As Washington counsel, we agree with Michael Aylward that this is an interesting case that warrants review by the coverage world, particularly those doing business in Washington, and add our review to his:
In Mutual of Enumclaw V. USF Ins. Co., Supreme Court of Washington (Sept. 4, 2008), the insured, Dally Homes, Inc. was sued for construction defects in a condominium development. Dally tendered to two of its insurers, Mutual of Enumclaw Ins. Co. (MOE) and Commercial Underwriters Ins. Co. (CUIC), but not to a third insurer, USF Ins. Co. (USF). By agreement with Dally, MOE and CUIC funded the underlying action settlement and received from Dally an assignment of rights against other insurers. MOE and CUIC then brought a claim against USF on the basis of equitable contribution and subrogation.
Based on the “selective tender” rule, which states that “where an insured has not tendered a claim to an insurer, that insurer is excused from its duty to perform under the policy or to contribute to a settlement of the claim,” the Court ruled that “if the insured has not tendered a claim to an insurer prior to settlement or the end of trial, other insurers cannot recover in equitable contribution against that insurer.” The Court further reasoned that because equitable contribution is a claim an insurer has of its own right to recover from another insurer that is independently obligated to cover the same loss, “the insurer who seeks contribution does not sit in the place of the insured and cannot tender a claim to the other insurer.”
Unlike the equitable contribution claim, the Court held that the “selective tender” rule did not apply to bar the conventional subrogation claim, which MOE and CUIC took by reason of assignment from the insured. (The Court distinguishes “conventional subrogation” from “equitable subrogation” and expressly states that its analysis does not apply to equitable subrogation.) By taking the assignment, the insurers were able to stand in the shoes of the insured and exercise the insured’s rights to tender the claim to the additional insurer. MOE and CUIC were then also able to assert the “late tender” rule to raise an issue of fact as to USF’s late notice defense. That rule provides that “even where an insured fails to give an insurer timely notice of a claim, the insurer is not relieved of its obligation to perform on the policy unless it can show that the late notice actually and substantially prejudiced it.” Significantly, the Court found that “While we need not decide whether conventional subrogation and assignment are equivalent in all respects, this court recognizes that an insurer who receives full contractual assignment of an insured’s rights may bring a conventional subrogation claim to enforce those rights.” This leaves open the question of whether an insurer’s subrogation claim against other insurers would be safe from the “selective tender” rule without a full assignment of the insured’s rights against those insurers.

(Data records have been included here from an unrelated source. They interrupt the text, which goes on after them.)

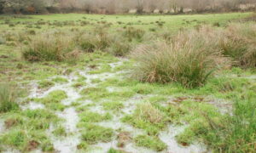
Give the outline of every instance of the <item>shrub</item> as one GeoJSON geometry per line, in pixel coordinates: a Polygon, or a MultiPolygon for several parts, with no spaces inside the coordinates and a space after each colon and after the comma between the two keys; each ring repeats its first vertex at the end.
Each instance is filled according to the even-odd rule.
{"type": "Polygon", "coordinates": [[[230,25],[223,31],[220,47],[234,65],[256,66],[256,26],[230,25]]]}
{"type": "Polygon", "coordinates": [[[181,32],[170,42],[139,46],[131,54],[138,63],[134,76],[142,82],[177,82],[186,88],[203,85],[226,61],[212,41],[215,36],[208,32],[207,37],[207,28],[181,32]]]}
{"type": "Polygon", "coordinates": [[[0,112],[18,109],[16,98],[17,94],[15,88],[11,88],[9,84],[0,84],[0,112]]]}
{"type": "Polygon", "coordinates": [[[79,54],[70,37],[42,35],[23,48],[22,54],[28,61],[64,61],[77,59],[79,54]]]}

The Court also provides insight as to what it will take to prove that an insurer was prejudiced by late notice under the “late tender” rule. The Court held that “in order to show prejudice, the insurer must prove that an insured’s breach of a notice provision had an identifiable and material detrimental effect on its ability to defend its interests.” The Court also provides a nonexhaustive list of factors to be considered. It also found that, contrary to a prior Washington Court of Appeals decision, a lost opportunity to conduct a meaningful investigation alone will not be enough.